Liesl Tommy’s film Respect delivers the biopic treatment upon popular soul singer Aretha Franklin, tracking her life from childhood through to the 1972 recording of her album Amazing Grace. It hits every beat expected of the musician biopic, from young trauma through the early success and into conflict with family and an abusive relationship.
By the time it reaches the expected period of alcoholism it manages to do a number of things. Firstly it becomes apparent just how little suspense there is to the story. Secondly, without any particularly effective flourishes in direction and script it feels an awful lot like a cheap, throwaway melodrama. Finally, and perhaps critically, it becomes striking how Aretha Franklin was a real person with real problems; without a deeper purpose representing them as popular entertainment feels remarkably tacky.

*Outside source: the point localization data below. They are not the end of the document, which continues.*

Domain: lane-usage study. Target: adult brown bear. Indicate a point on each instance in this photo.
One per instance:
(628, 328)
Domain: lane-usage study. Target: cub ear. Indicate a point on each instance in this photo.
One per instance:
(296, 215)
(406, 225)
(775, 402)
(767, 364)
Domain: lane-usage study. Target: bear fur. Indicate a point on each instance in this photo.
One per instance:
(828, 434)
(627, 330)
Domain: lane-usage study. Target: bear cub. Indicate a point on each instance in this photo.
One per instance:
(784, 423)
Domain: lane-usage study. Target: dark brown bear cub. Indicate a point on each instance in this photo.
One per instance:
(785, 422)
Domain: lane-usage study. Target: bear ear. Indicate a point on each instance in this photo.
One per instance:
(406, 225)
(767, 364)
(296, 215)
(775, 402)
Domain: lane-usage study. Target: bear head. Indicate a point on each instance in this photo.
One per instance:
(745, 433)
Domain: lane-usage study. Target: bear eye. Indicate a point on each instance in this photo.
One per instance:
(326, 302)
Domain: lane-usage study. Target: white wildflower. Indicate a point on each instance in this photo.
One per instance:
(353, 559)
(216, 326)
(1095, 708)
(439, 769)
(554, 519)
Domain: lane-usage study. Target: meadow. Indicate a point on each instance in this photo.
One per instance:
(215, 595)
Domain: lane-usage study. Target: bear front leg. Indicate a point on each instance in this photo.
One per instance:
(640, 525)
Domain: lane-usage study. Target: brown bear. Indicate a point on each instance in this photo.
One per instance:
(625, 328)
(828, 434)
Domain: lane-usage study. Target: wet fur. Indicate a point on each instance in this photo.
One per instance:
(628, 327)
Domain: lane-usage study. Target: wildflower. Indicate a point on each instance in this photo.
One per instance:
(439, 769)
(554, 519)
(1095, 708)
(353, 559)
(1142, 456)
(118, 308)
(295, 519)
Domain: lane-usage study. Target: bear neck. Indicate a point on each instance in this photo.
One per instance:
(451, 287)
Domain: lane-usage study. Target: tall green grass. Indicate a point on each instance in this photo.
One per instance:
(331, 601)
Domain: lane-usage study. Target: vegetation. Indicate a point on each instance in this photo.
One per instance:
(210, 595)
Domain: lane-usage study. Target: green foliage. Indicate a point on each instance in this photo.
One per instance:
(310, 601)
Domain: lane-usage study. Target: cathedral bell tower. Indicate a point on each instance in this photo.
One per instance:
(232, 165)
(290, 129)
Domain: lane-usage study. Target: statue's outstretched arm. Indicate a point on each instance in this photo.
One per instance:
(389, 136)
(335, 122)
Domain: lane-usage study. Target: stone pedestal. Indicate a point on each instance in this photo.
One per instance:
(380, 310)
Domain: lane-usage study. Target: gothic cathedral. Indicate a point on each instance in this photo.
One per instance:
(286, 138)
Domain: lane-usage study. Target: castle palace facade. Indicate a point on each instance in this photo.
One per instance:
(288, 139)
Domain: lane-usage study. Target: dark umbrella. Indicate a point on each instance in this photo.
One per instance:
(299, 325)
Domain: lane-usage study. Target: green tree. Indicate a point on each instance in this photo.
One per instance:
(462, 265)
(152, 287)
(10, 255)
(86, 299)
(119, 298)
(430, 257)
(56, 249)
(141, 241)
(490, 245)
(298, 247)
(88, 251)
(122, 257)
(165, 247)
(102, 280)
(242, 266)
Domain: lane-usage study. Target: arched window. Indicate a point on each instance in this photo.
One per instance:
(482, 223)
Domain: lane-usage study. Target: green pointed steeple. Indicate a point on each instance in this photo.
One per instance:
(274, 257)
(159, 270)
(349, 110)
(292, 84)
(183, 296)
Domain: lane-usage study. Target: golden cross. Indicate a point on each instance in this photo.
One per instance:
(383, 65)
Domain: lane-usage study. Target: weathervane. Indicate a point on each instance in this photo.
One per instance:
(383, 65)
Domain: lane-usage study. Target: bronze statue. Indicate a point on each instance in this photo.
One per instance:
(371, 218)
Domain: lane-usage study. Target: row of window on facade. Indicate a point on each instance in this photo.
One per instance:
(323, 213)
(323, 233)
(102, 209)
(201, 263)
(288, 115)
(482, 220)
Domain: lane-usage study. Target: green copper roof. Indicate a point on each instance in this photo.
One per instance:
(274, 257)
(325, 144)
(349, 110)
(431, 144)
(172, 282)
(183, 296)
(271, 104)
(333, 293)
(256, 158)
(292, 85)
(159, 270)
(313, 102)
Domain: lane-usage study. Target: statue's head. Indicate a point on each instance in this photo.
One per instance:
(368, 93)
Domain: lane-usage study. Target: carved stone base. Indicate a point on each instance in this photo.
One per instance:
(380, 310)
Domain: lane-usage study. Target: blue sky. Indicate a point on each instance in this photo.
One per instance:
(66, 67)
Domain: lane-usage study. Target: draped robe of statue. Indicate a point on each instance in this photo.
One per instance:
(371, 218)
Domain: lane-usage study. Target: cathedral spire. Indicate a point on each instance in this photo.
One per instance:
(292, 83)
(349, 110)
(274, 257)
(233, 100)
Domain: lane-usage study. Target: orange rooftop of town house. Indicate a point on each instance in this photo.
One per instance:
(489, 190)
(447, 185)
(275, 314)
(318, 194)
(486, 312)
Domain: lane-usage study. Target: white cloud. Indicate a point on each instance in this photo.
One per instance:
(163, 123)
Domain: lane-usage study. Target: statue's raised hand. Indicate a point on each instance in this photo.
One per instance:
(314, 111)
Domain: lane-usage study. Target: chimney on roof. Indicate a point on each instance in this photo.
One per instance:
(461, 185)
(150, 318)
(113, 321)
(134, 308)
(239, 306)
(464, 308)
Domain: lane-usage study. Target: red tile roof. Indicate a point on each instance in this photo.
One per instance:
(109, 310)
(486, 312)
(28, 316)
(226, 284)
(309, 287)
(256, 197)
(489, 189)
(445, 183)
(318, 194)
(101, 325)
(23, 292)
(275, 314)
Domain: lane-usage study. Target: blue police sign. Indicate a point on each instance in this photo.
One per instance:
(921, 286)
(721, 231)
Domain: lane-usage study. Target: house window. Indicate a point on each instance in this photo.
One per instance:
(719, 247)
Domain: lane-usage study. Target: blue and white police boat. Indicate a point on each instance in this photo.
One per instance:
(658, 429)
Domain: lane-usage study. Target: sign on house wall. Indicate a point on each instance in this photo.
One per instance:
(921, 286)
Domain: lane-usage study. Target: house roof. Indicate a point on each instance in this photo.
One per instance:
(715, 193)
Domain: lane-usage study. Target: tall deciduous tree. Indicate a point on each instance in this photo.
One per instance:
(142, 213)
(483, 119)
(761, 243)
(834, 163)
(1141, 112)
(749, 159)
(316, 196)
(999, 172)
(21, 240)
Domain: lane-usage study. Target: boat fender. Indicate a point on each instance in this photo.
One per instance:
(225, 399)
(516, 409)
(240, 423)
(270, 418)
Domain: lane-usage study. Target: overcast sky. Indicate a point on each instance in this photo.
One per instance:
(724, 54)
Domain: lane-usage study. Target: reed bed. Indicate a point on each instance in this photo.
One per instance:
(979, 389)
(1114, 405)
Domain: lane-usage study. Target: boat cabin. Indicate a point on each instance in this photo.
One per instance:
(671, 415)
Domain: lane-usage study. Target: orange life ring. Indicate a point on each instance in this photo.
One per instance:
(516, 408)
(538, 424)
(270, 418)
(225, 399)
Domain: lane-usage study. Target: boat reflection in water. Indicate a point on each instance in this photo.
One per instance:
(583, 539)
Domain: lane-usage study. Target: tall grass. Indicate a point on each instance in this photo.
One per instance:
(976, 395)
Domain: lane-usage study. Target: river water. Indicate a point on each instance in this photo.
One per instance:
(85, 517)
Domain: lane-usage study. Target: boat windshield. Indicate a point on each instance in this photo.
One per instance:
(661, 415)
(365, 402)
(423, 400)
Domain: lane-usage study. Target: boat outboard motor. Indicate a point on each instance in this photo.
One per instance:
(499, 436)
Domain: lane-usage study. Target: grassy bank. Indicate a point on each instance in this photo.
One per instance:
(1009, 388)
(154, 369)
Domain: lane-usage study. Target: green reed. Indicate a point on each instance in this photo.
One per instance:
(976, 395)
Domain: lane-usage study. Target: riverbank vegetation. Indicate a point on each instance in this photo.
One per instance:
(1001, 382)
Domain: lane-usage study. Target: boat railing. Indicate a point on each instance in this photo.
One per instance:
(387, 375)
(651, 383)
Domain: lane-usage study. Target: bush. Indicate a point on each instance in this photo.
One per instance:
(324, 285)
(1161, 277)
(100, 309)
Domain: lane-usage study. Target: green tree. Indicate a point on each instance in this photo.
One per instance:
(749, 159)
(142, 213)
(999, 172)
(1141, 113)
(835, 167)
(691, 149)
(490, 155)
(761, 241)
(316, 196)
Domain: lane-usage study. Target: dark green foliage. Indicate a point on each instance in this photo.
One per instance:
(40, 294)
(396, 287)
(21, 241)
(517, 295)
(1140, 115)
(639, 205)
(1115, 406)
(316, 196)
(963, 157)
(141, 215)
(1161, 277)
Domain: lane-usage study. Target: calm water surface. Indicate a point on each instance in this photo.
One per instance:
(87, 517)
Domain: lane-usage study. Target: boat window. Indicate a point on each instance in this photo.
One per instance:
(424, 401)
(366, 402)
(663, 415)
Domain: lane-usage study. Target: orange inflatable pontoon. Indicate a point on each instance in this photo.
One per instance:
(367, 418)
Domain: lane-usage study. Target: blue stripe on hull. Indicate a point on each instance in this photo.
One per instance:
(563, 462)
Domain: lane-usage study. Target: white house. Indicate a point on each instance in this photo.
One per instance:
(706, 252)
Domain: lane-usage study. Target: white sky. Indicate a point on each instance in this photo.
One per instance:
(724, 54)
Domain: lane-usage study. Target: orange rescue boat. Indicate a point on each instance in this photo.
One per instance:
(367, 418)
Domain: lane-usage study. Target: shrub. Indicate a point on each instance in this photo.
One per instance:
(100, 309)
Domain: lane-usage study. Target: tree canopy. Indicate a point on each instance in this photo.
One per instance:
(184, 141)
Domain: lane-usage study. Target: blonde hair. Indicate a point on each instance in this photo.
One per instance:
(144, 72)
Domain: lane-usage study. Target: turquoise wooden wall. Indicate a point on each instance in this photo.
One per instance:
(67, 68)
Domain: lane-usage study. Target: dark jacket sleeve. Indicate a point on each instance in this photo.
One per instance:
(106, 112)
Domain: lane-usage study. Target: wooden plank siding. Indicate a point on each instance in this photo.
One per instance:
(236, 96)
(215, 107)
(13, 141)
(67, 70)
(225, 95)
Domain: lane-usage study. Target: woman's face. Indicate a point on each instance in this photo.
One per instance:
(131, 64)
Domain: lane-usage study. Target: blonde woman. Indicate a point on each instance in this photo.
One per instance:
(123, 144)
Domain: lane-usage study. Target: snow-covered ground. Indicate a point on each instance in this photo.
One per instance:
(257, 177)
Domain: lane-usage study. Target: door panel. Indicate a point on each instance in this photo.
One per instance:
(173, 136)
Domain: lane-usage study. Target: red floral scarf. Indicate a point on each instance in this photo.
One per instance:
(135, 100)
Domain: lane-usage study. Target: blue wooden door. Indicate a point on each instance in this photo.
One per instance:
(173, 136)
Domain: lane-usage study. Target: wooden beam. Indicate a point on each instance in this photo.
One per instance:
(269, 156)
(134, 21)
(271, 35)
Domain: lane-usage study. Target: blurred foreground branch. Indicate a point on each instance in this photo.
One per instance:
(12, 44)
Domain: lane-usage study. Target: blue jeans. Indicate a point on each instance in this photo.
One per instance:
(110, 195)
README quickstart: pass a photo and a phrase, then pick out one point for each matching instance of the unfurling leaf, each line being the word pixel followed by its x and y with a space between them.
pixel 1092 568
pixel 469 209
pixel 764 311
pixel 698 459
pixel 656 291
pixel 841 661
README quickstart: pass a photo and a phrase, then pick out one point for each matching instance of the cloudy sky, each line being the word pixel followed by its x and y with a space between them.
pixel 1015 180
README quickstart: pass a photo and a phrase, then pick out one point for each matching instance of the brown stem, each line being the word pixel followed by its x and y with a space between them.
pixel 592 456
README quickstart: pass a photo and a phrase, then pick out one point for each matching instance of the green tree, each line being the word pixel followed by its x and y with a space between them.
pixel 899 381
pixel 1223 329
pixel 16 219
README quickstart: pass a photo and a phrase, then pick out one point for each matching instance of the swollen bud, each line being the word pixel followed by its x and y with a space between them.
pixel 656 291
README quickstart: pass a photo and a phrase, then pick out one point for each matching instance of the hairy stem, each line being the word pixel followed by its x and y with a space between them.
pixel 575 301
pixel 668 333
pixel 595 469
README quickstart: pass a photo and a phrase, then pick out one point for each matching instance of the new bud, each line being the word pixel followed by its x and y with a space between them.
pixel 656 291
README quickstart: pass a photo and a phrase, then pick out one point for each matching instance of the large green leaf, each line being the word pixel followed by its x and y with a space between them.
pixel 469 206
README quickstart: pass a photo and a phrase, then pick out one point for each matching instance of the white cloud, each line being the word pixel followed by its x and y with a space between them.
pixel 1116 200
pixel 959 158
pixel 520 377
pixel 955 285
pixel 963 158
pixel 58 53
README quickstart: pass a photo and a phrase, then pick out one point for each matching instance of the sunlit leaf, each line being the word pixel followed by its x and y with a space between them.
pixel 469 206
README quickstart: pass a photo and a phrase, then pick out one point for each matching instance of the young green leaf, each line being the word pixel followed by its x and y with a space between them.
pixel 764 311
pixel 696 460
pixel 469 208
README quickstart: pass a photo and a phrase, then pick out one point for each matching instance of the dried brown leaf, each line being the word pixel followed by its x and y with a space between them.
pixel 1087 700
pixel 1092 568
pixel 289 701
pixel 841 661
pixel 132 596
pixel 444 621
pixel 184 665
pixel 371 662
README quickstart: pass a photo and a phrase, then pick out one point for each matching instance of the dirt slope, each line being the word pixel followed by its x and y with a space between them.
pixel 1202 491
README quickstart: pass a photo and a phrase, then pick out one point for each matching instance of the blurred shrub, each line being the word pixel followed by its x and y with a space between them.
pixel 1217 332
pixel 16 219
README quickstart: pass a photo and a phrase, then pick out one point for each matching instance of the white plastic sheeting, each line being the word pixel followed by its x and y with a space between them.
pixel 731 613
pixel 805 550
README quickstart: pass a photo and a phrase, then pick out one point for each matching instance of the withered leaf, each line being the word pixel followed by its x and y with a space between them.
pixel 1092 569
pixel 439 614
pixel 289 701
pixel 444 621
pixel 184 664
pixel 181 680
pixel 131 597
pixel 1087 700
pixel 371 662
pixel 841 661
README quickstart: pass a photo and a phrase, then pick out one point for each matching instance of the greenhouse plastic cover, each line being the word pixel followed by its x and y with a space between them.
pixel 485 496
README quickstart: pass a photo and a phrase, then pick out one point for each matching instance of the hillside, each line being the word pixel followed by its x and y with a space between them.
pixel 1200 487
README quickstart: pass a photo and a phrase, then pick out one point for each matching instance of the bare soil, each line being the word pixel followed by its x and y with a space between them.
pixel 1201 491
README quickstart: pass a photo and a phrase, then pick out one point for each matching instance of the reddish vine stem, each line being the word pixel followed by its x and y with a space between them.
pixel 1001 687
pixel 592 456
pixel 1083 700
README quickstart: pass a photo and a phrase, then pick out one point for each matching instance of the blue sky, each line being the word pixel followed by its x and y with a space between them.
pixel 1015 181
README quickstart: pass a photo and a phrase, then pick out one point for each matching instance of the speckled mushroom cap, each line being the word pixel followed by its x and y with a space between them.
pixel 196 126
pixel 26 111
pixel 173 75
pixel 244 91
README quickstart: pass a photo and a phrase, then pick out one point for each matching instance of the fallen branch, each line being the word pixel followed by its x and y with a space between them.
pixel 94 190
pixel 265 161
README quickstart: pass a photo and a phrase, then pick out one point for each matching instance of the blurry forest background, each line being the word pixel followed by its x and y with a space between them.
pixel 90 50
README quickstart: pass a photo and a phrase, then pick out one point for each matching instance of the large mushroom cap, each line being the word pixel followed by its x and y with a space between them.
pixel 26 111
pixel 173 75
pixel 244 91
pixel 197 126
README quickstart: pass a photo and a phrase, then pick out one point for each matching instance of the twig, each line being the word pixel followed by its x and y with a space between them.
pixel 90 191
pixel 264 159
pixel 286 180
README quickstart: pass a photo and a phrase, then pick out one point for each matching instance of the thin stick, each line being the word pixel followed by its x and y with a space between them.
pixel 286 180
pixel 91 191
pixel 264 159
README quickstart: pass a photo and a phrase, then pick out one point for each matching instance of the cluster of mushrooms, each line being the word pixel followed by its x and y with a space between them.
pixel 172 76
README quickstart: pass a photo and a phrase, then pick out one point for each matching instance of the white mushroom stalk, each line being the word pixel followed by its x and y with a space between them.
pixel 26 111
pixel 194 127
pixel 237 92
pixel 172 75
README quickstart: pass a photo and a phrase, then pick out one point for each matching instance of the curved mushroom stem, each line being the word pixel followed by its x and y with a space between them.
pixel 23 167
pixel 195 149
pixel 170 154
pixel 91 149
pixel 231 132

It is not that it is a bad film – undoubtedly many will watch it or have already, and find it perfectly reasonable entertainment – it is that it is fundamentally ordinary entertainment. Jennifer Hudson gives a remarkable performance as Franklin herself, and is boosted by a great supporting cast including Marlon Wayans (never better), Titus Burgess, Marc Maron, Forrest Whitaker, Audra McDonald, and Mary J. Blige. Clearly the widespread use of Franklin’s songs throughout give it a tremendous lift. It is not, however, a film with anything in particular to say. There is some genuinely confronting material in the opening act, but its creators recoil from dwelling on it. There are some solid scenes of artists creating their music, which is always my favourite aspect of these kinds of movies, but that feels insufficiently embraced as well. Instead it all simply sits there, acceptance but unexceptional. Watchable without ever becoming genuinely enjoyable. When the most emotionally effective scene in your film is a clip of the real-life Aretha Franklin singing “(You Make Me Feel Like a) Natural Woman” at the Kennedy Center honours while the credits roll, your film has an insurmountable problem. A two-and-a-half hours in length, Respect is also easily a solid 30 minutes too long.
Again: this is not a bad film, but certainly it is the film we are left with having not been given a particularly good one.